11. 家族が増える。
韓国での新婚生活はいろいろありながらもとても楽しいものでした。
オッパは就職が決まらず、半年間エンジニアになるための教育を受けていました。
私は大学院関係や友人からの紹介で日本語講師として充実した毎日を送っていました。
私はオッパに自分ができるだけの事をしました。
毎日片道1時間かけて研修所のある駅までオッパを迎えに行き、帰りに2人でトッポッギやパピンス(韓国式かき氷)を食べたりしました。
それはまるでドラマの様でした。
2年くらい経ち、私達夫婦に子供ができました。オッパは仕事もお金もありませんでしたが、私は彼の人間性を尊敬していました。

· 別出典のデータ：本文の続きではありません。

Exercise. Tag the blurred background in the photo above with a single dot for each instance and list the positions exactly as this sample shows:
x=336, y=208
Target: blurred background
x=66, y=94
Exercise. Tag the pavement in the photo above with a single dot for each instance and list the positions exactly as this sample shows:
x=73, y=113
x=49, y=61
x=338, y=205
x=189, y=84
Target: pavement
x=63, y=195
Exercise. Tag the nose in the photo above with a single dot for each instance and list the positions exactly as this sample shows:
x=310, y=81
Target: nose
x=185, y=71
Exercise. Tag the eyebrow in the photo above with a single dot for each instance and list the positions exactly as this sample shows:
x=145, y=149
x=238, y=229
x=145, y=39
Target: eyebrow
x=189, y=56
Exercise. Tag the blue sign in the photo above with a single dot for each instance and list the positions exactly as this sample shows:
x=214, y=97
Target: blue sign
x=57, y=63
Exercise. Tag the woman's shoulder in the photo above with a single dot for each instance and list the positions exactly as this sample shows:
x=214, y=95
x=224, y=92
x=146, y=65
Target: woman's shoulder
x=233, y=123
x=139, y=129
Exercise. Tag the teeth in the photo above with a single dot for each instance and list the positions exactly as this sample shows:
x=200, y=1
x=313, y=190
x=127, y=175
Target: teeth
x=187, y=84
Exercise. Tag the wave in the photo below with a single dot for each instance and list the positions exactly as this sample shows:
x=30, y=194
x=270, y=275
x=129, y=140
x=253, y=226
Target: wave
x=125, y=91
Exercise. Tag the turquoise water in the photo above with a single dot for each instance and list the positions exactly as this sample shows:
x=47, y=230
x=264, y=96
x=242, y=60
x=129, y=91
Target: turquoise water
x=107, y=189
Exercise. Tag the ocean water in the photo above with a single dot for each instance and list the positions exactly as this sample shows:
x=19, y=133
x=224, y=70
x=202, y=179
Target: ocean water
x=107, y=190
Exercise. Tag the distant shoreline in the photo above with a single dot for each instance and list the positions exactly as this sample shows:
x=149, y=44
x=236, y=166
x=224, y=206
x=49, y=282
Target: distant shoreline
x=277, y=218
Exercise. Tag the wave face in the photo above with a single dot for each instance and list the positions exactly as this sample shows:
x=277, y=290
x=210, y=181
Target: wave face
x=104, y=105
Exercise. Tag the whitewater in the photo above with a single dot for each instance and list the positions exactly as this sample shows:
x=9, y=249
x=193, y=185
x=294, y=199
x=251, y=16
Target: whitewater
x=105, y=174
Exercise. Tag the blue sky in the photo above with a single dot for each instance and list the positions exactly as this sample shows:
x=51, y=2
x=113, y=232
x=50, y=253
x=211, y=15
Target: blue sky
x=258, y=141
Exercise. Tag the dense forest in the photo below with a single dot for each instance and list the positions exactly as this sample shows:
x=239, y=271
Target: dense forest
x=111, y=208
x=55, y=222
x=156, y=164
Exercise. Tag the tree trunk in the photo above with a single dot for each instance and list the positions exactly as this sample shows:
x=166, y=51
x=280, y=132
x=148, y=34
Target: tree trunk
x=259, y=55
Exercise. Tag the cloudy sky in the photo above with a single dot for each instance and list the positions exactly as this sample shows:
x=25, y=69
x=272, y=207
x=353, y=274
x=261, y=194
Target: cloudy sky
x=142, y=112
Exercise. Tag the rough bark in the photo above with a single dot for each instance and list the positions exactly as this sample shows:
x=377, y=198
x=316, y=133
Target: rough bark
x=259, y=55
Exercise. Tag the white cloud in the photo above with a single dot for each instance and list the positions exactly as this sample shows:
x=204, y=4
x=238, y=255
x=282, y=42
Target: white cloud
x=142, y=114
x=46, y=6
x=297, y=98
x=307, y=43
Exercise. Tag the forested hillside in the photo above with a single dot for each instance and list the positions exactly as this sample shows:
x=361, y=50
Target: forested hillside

それまで彼はいつでも自分より私を優先してくれていました。
なので私は私たちに子供ができれば彼はどれほど良い夫、父になってくれるだろうか…
考えただけでもワクワクしていました。
私は今でもあの時の事を鮮明に覚えています。
オッパ「ただいま。あーあ、犬飼いたいな~ 犬、飼おうか?」
私 「犬、飼わなくて良くなったよ」
オッパ 「ん?」
私 「赤ちゃんができたよ」
私は韓国ドラマのようなそんな一面を思い描いていました。
オッパ 「はぁ…」
私 「えっ?! それだけ…?」
オッパ 「そう…」
私 「え? 嬉しくないの??」
オッパ 「そんな事はないよ…」
韓国ドラマならこの時点で旦那から「ありがとう」を連発され、ハグされてくるくる回っているはずでした…
実際は......
私の頭の中がくるくる回っていました。
現実はドラマのようにはいかない事を痛感しながら、その頃ぐらいからオッパに対する尊敬の念に影が差し始めるのでした。